The systematic review will be a part of the ‘GrOW’ (Growth and Economic Opportunities of Women) Program which has received funding from IDRC, the Hewlett Foundation, and DFID. The final review is due by the end of 2017, before we have to submit progress reports.
Moreover, the resources at the University of Göttingen will be the source of all data extraction and information retrieval.
Declarations of interest
Please declare any potential conflicts of interest. For example, have any of the authors been involved in the development of relevant interventions, primary research, or prior published reviews on the topic?
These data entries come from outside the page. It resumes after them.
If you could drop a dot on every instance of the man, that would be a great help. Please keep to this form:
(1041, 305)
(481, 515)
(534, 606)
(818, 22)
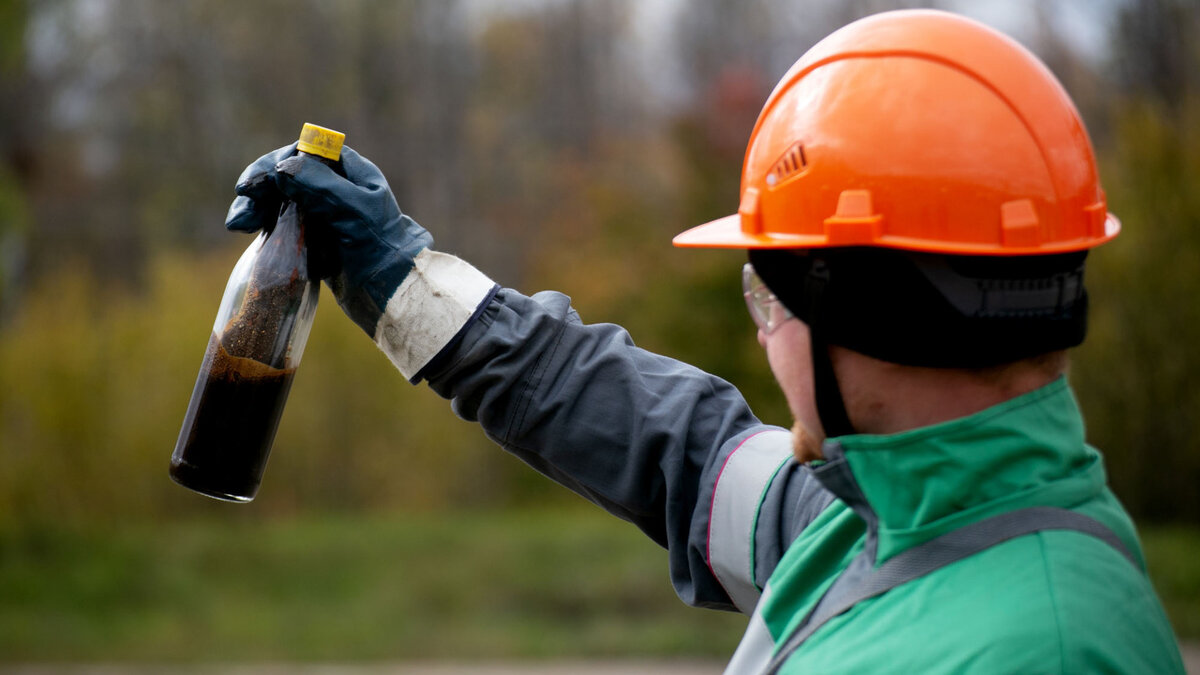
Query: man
(918, 197)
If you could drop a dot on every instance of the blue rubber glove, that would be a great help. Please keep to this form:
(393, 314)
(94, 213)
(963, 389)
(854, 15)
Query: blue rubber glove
(376, 244)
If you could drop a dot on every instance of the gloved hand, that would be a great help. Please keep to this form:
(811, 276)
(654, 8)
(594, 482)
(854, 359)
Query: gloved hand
(407, 297)
(376, 242)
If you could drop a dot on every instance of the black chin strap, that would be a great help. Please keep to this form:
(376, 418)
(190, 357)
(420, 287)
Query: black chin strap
(831, 406)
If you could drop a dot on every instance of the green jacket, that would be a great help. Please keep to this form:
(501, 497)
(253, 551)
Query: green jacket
(1050, 602)
(678, 453)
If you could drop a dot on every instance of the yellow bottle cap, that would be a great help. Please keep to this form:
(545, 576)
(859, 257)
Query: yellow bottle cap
(321, 142)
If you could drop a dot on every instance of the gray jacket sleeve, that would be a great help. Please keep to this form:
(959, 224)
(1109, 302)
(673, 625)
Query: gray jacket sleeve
(641, 435)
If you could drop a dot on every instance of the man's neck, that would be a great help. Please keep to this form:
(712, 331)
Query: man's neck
(886, 398)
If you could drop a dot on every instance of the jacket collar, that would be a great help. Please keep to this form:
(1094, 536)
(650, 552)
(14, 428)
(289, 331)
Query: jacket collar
(915, 485)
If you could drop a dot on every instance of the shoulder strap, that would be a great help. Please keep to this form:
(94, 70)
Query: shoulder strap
(939, 553)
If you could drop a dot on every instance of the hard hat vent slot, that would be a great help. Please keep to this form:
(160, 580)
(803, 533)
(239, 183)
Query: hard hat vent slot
(791, 163)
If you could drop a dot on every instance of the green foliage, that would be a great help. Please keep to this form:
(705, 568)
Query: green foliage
(1138, 374)
(106, 376)
(555, 584)
(1170, 557)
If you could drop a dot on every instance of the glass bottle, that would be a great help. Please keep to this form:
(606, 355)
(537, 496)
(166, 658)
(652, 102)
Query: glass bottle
(257, 341)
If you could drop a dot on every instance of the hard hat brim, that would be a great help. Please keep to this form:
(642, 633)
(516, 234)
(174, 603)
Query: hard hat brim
(727, 233)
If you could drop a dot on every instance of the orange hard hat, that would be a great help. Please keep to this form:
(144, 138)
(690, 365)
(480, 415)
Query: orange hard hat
(917, 130)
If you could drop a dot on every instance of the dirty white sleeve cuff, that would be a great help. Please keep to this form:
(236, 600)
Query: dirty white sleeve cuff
(432, 304)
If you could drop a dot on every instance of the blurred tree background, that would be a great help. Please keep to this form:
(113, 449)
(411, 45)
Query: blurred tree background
(556, 144)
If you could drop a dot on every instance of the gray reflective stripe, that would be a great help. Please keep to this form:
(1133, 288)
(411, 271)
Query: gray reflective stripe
(939, 553)
(757, 644)
(737, 495)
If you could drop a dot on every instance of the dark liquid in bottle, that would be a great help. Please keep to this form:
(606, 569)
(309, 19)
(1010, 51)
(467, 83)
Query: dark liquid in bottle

We all have participated in research that is related to this research question in some way, but if any publications from our own work are determined to be eligible for inclusion into the study, we will have an independent evaluator assess the quality of the study.
Preliminary timeframe
Approximate date for submission of the systematic review.
Please note this should be no longer than two years after protocol approval. If the review is not submitted by then, the review area may be opened up for other authors. Date you plan to submit a draft protocol: November 11, 2016 Date you plan to submit a draft review: December 11, 2017
Plans for updating the review
Reviews should include in the protocol specifications for how the review, once completed, will be updated. This should include, at a minimum, information on who will be responsible and the frequency with which updates can be expected.
The authors agree to update the review if sufficient new studies and adequate funding to undertake this venture become available.